Why bees don’t buy the flashiest flowers

The more glitz, the better. That’s the animal kingdom’s motto when it comes to attracting a mate – think flamboyant peacock tails and butterfly wings. But not so in the plant world, it turns out.

Cambridge researchers have discovered that to attract pollinators, some flowers strike a delicate balance between being flashy and letting their true colours show.

Some plants, such as hibiscus and tulips, go to great lengths to be noticed. On their petals, above their natural pigment, they produce an uneven layer which bounces light around, changing the petals’ hue.

This iridescence, similar to that seen on soap bubbles, increases the petals’ likelihood of being spotted, scientists have found, and could give especially short-lived flowers the edge in reproduction. Iridescent Hibiscus trionum flowers, for instance, only bloom for up to three hours before they wilt, so they need attention fast if they are to reproduce.

But why these flowers are only slightly iridescent – nowhere near as bright as iridescent insects such as the glamorous Cotton Harlequin Bug – has puzzled scientists.
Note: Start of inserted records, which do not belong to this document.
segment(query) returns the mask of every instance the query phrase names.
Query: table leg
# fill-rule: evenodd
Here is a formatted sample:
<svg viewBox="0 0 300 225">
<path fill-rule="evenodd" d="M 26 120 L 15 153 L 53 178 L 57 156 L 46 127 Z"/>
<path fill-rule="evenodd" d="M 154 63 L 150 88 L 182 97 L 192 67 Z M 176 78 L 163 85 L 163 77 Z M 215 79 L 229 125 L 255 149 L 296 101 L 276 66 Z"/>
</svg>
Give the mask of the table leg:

Surely the flashier, the better?

To find out, Cambridge researchers created artificial flowers that were either perfectly iridescent, like the shiny back of a CD, partly iridescent, like the more subtle colour-shifting natural flowers, or non-iridescent.

They measured how long it took bumblebees to find these flower targets. As they expected, the bees found the iridescent flowers – no matter how iridescent – much more quickly.

They then tested the bee’s ability to distinguish colour, which bees do after they memorise the colour of flowers loaded with nectar. When trained to find petals that were perfectly iridescent, the bees got confused – often visiting similarly coloured flowers that contained no nectar at all.

On the other hand, the bees easily pinpointed the juiciest flowers when petals that were only slightly iridescent,

There’s a trade-off, the authors argue. Iridescent plants have evolved to be flashy enough to catch the bees’ eyes, but tone it down enough to show the colour underneath. This ensures bees find, and come back to, the flowers worth their while.

“Bees are careful shoppers in the floral supermarket, and floral advertising has to tread a fine line between dazzling its customers and being recognisable,” said study author Lars Chittka.

“To our eyes most iridescent flowers don’t look particularly striking, and we had wondered whether this is simply because flowers aren’t very good at producing iridescence,” co-author Beverley Glover added. “But we are not the intended target – bees are, and they see the world differently from humans.”

The study was published in Current Biology.